More About the Structure

If you are completely new to structures like I really was when I started this two day project then here is a brief rundown of how it works. When you create an instance of a structure like I did every time I created a 'square'. The variables defined in the structure itself are created as part of the instance like properties. They can be read and written but are crucially part of the instance, like text to a textbox. In this way, you can create a totally new and extremely useful/versatile object such as the Sudoku square. The beauty of having a list of these custom structures is the ability to access individual items and extract individual values. For instance:

VB.NET
Dim Test as Integer =  SudoGen.Sudoku.Items(0).value

The best way to learn more about them is either by reading or playing around with them a bit, until you get the hang of it.
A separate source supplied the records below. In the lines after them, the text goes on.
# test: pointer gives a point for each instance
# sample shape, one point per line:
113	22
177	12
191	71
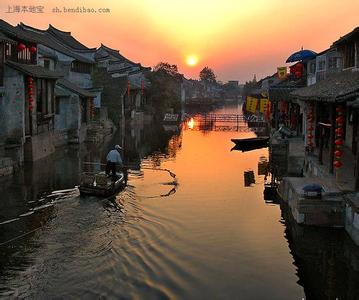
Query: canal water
208	233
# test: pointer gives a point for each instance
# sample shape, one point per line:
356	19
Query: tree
164	67
207	75
165	90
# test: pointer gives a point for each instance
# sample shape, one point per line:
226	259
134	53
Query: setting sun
192	60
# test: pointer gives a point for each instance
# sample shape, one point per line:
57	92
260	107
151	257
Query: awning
34	70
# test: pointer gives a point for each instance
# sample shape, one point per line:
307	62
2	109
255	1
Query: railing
230	118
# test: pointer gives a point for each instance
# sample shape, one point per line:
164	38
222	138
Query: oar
129	167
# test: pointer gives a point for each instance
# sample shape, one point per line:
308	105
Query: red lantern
339	130
339	119
338	153
337	163
20	47
32	49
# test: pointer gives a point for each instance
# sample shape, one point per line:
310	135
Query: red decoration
128	88
20	47
339	130
30	92
337	163
32	49
338	153
339	119
339	142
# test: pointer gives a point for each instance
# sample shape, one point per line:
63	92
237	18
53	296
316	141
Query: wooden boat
171	118
101	185
250	143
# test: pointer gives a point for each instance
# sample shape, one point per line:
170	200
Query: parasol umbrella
301	55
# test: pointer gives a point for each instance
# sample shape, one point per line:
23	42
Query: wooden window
47	64
57	103
312	68
321	65
80	67
2	62
45	97
349	55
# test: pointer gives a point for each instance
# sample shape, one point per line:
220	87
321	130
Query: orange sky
236	38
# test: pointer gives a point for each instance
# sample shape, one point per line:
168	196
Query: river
207	234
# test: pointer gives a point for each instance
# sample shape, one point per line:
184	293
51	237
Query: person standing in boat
113	159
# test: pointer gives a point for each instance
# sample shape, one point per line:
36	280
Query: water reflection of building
141	140
327	260
248	178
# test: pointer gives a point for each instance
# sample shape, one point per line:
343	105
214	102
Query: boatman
114	158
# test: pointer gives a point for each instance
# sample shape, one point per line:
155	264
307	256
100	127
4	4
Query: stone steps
6	166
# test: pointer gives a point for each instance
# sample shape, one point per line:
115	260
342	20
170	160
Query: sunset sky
236	38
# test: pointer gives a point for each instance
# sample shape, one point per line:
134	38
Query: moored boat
250	143
101	185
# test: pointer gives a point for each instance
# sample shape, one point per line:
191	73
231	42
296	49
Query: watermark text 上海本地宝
39	9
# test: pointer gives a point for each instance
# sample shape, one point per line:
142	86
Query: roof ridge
51	27
23	26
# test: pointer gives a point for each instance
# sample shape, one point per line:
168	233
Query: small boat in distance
249	144
101	185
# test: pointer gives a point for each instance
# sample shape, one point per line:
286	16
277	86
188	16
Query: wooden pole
332	138
357	158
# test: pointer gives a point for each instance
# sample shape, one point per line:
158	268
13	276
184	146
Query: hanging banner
251	104
263	105
282	72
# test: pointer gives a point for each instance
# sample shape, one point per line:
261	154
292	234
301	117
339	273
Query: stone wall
113	92
39	146
12	105
6	166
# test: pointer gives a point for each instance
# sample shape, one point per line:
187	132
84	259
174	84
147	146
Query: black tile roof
331	89
4	38
34	70
354	33
74	88
67	39
46	39
13	32
107	51
282	90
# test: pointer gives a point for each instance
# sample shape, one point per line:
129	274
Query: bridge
228	122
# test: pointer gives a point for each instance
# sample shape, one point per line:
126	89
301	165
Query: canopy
301	55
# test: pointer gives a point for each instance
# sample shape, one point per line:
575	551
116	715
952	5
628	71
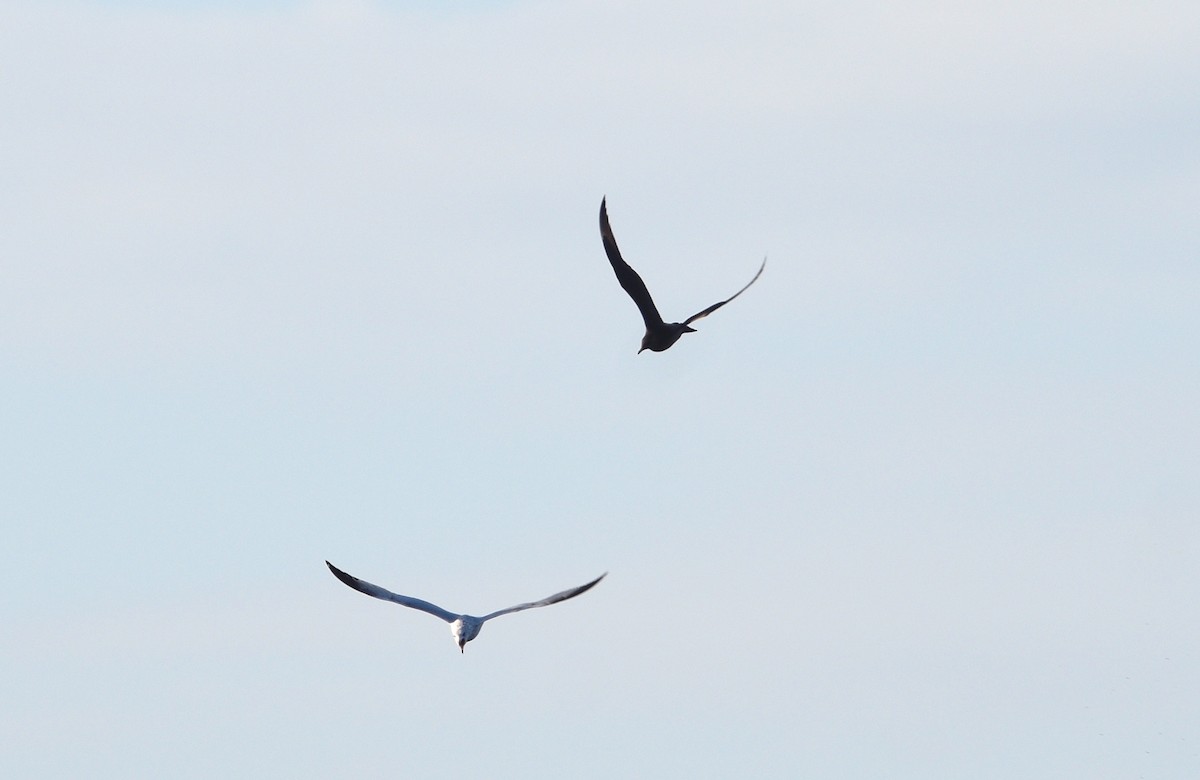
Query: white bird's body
462	627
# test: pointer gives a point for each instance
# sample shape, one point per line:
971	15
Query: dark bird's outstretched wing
628	277
363	586
715	306
545	603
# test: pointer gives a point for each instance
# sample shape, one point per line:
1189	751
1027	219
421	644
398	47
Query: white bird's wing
363	586
549	600
715	306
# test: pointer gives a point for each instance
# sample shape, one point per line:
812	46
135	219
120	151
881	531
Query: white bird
463	627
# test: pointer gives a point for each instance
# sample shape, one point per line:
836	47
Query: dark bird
463	627
659	335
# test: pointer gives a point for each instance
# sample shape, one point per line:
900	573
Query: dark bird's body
659	335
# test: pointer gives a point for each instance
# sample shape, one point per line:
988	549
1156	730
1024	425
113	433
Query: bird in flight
659	335
463	627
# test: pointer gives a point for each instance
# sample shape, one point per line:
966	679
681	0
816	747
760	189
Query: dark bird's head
661	337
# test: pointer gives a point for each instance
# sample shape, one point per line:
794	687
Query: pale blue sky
324	281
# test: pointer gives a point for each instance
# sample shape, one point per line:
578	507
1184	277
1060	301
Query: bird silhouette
463	627
659	335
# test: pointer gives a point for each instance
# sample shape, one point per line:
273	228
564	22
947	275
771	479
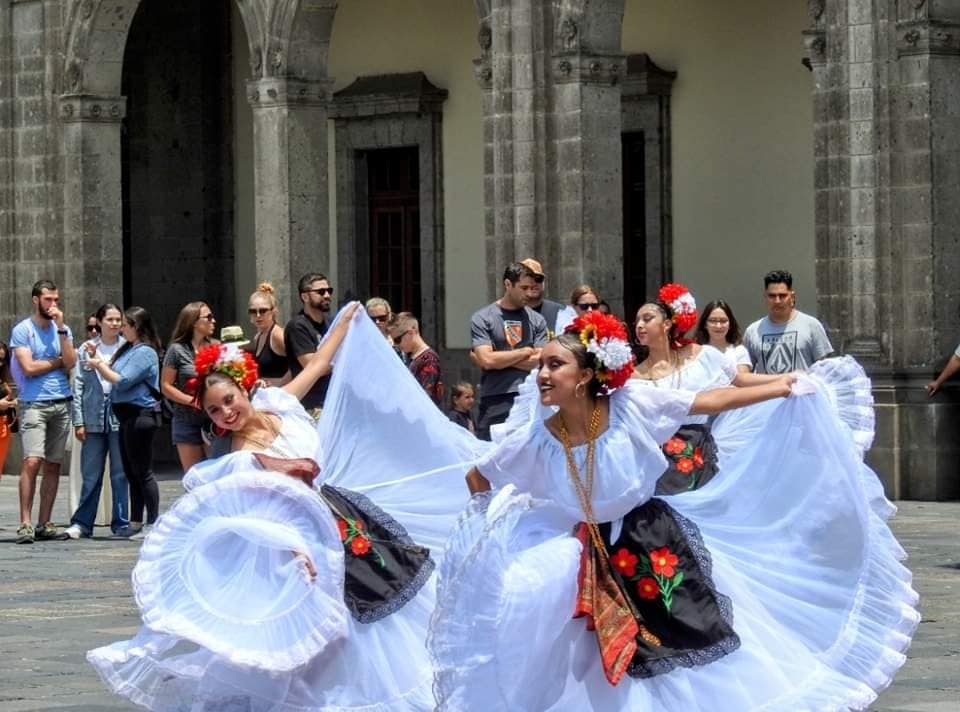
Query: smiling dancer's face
559	375
227	405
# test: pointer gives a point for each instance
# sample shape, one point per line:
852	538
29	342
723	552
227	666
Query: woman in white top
718	328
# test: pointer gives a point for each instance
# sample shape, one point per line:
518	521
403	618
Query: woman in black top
267	345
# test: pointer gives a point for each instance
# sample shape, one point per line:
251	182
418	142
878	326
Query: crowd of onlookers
120	384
I recommend the latter, nothing beats experience.

Benefit of the List

The most beneficial part about using list (of integer) is the way it automatically adjusts itself when an item is removed. When you take an item out, like a listbox, the next item takes on its index which means when using GetRan, it's not a hit and miss affair, there's always a number available in every item.

Using the Code

For ease of use, the code discussed is compiled in a module called SudoGen. Easy to access, easy to use and easy to incorporate into countless projects.

To generate a Sudoku, it's as easy as:

VB.NET
SudoGen.GenerateGrid

Then it's simple to access the output once the Sudoku has generated. These remain until a new grid is created or the SudoGen.Clear function is called.

VB.NET
SudoGen.Sudoku 'A list(of square) : The output grid

Points of Interest

Removing the components form the module and using them within your main class may be more useful as it will allow you to do different things with the code. For example, you could keep track of the progress of the generator to display to the user.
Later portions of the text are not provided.